Carrageenan is made from a type of red seaweed known as Chondrus crispus. Archaeologists estimate humans have been harvesting seaweed, like Chondrus crispus, for nearly 14,000 years. Evidence of red seaweed’s medicinal benefits in China can be traced back to 600 BC, and it was originally used as a food source around 400 BC on the British Isles.
Often referred to as Irish moss, the thick seaweed used for carrageenan grows abundantly along the rocky coastline of the Atlantic, including the shores of the British Isles, North America and Europe.
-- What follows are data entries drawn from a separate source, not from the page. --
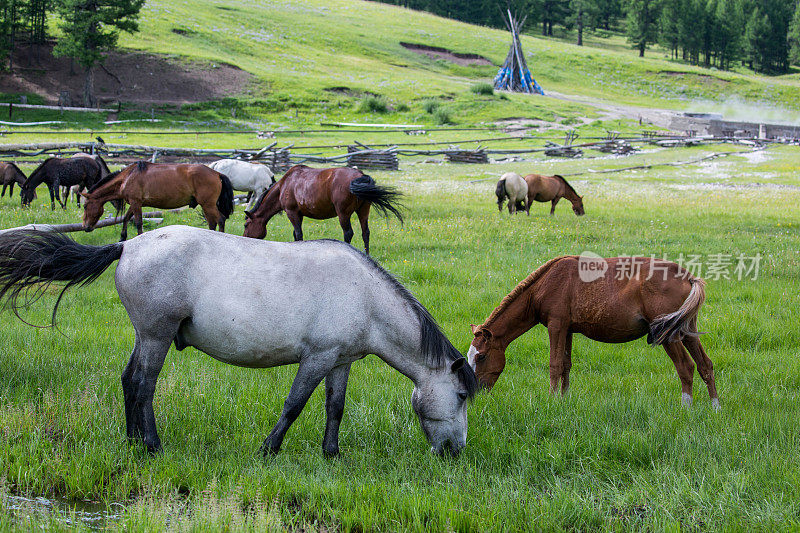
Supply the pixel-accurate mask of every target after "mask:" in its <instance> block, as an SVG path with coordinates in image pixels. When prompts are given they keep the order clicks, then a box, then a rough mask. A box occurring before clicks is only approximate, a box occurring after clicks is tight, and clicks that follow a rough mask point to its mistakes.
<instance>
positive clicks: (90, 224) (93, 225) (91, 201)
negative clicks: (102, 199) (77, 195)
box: [81, 193, 105, 231]
mask: <svg viewBox="0 0 800 533" xmlns="http://www.w3.org/2000/svg"><path fill="white" fill-rule="evenodd" d="M81 196H83V198H84V202H85V203H84V204H83V229H84V230H85V231H92V230H93V229H94V226H95V224H97V221H98V220H100V217H101V216H102V215H103V204H104V203H105V202H102V201H100V200H98V199H97V198H93V197H92V196H91V195H89V194H86V193H81Z"/></svg>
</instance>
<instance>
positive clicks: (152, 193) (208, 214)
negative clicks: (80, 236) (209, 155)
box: [81, 161, 233, 241]
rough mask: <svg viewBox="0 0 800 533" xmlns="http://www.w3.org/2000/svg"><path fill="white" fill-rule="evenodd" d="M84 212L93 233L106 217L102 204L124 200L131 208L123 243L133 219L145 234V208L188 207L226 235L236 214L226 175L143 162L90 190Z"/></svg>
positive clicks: (116, 174) (167, 207)
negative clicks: (218, 227) (143, 210)
mask: <svg viewBox="0 0 800 533" xmlns="http://www.w3.org/2000/svg"><path fill="white" fill-rule="evenodd" d="M81 195H82V196H83V197H84V198H86V205H85V206H84V212H83V227H84V229H85V230H86V231H92V229H94V226H95V224H97V221H98V220H100V216H101V215H102V214H103V204H105V203H106V202H113V201H114V200H122V201H124V202H126V203H128V204H129V205H130V208H129V209H128V212H127V213H125V217H124V220H123V223H122V235H121V236H120V240H121V241H124V240H125V239H127V238H128V221H129V220H130V219H131V217H133V222H134V224H135V225H136V231H137V232H138V233H139V235H141V234H142V207H145V206H148V207H158V208H161V209H175V208H177V207H183V206H185V205H188V206H189V207H197V206H198V205H199V206H200V207H201V208H202V209H203V216H204V217H205V218H206V220H207V221H208V228H209V229H212V230H214V229H216V228H217V224H219V230H220V231H222V232H224V231H225V220H226V219H227V218H228V217H229V216H231V213H233V187H232V186H231V181H230V180H229V179H228V177H227V176H225V175H224V174H220V173H219V172H217V171H216V170H211V169H210V168H208V167H207V166H205V165H190V164H178V165H172V164H156V163H145V162H143V161H140V162H139V163H134V164H133V165H128V166H127V167H125V168H123V169H122V170H118V171H117V172H114V173H112V174H109V175H108V176H106V177H105V178H103V179H102V180H100V181H99V182H98V183H97V184H95V185H94V187H92V188H91V189H89V192H88V194H85V193H81ZM122 205H124V204H122Z"/></svg>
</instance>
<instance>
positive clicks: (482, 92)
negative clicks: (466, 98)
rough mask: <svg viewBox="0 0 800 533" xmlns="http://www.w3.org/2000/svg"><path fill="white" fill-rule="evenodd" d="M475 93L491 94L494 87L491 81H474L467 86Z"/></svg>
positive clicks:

This seaweed is especially abundant along Ireland’s rocky coastline, where it has been cultivated for hundreds of years for both its gelling properties in foods as well as purported medicinal purposes. In fact, carrageenan’s name comes from Carrigan Head, a cape near Northern Ireland, the title of which was inspired by the Irish word “carraigín,” which translates to “little rock.”
According to ancient Irish folklore, Irish Moss was carried on trips for protection and safety, and placed beneath rugs to increase luck and to ensure a steady flow of money into the house or pockets of the household.